The government has introduced a bill today in a bid to control the damage that has been done in recently “very rare but disturbing” cases of students being misled by agents or educational institutions. The bill appears right on in reducing the number of dodgy dealers who don’t provide the services they promise, and also the practice of agents promising applicants that undertaking tertiary education will lead to a permanent residence visa.

It is rightly placed to protect the reputation of Australian education providers, and to strengthen “brand Australia” in the global market for tertiary education. Education is the 3rd largest export earner for Australia, so the negative externalities of a few outliers is likely to damage the image of other Australian education providers. Yet the bill also comes as a bit of a knee-jerk reaction to some highly publicised cases of violence against international students (and ensuing protests), and the bankruptcy of three vocational education institutions.

Deputy PM Gillard described the industry as having grown “too fast too soon”, and resulted in attracting unscrupulous providers with few checks and balances.

Opposition MP Bruce Billson gave a very concise rundown of the issues surrounding the introduction of the bill, but believed that the bill does not go far enough.
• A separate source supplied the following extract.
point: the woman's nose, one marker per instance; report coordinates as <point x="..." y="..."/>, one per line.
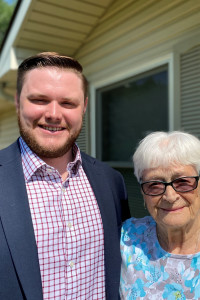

Currently, the bill only requires registration for educational service providers, and the reporting of the agents that they use to enroll students overseas.

Billson’s argument touches on a difficult point for the regulators and the industry: how can the government – and the industry – enforce regulatory arrangements on offshore education agents?

MP Kelvin Thompson has argued that the link between tertiary education and permanent residence migration should be decoupled – instituting a cooling off period where they students cannot apply from within Australia, rather than the within six month requirement introduced by the Howard government. Thompson argues that a resulting drop in student numbers will ultimately result in a “cleaning up” of the industry, and that the government should instead provide more funding for tertiary education rather than requiring institutions to rely on fees from overseas students.

Opposition whip Marino proposed three amendments to the bill, including a “refund fund” when fund managers cannot find alternative education provision should a student’s provider go bankrupt. It is certainly encouraging to see the opposition pushing for real changes (moral hazard potential in the last amendment aside). Perhaps I should listen to less question time.